Divisible by both 4 and 6 means divisible by 12.

Plan

#2 Make a Systematic List · also uses: #3 Eliminate Possibilities

Listing the numbers that satisfy the strongest clue (divisible by both 4 and 6, i.e. by 12) gives a tiny set, and then we eliminate any that fail the size or digit-sum clues.

Execute

#2 Make a Systematic List 3.OA.C.7

A number divisible by both 4 and 6 is a multiple of 12. List the multiples of 12: 12, 24, 36, ... .

\text{multiples of }12: 12, 24, 36, \ldots

Grade 3 times-tables: being in both the 4 and 6 tables means being in the 12 table.

#3 Eliminate Possibilities 3.OA.B.6

Keep only the two-digit multiples of 12 under 30: that leaves 12 and 24 (36 is too big).

12 < 30, \quad 24 < 30, \quad 36 \not< 30

Grade 3: only the multiples of 12 that fit under 30 stay in the running.

#3 Eliminate Possibilities 3.OA.A.3

Check the digit sums: 12 has 1 + 2 = 3 (no), while 24 has 2 + 4 = 6 (yes). Only 24 has a digit sum of 6.

1 + 2 = 3, \quad 2 + 4 = 6

Grade 3 place value and addition: adding the two digits of 24 gives exactly 6.

Answer: 24

Review

Verify 24 against all conditions: 24 div 4 = 6 and 24 div 6 = 4 (divisible by both), 24 < 30 (true), and 2 + 4 = 6 (digit sum correct). All three conditions hold, and it is the only candidate that does.

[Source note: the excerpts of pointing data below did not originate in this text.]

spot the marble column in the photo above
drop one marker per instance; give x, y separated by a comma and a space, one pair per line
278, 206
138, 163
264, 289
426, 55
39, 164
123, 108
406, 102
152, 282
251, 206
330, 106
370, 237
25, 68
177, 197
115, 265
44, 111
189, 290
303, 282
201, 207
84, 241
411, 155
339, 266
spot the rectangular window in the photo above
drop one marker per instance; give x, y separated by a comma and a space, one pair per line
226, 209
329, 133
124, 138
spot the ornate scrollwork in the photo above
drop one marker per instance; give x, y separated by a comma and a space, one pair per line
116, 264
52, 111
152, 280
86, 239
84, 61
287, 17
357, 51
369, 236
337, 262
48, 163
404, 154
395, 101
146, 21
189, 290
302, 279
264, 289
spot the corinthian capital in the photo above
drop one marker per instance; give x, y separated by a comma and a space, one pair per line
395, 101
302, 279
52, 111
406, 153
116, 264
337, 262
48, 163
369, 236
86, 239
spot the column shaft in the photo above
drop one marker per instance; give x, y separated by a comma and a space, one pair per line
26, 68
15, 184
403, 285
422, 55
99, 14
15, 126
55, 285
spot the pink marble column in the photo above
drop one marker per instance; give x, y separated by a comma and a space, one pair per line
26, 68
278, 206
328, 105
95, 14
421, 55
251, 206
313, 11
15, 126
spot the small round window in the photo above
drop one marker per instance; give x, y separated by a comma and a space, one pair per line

List two-digit numbers under 30 whose digits add to 6 (15, 24) and then keep only the one divisible by both 4 and 6, which is 24.

Standards · min grade 3

3.OA.C.7 Fluently multiply and divide within 100 — Listing multiples of 12 from the 4 and 6 times tables.
3.OA.B.6 Understand division as an unknown-factor problem — Confirming divisibility by 4 and 6 for the candidates.
3.OA.A.3 Solve multiplication and division word problems within 100 — Adding the digits to test the digit-sum condition.

💡 Divisible by 4 and 6 means a multiple of 12, and the only one under 30 with digits adding to 6 is 24!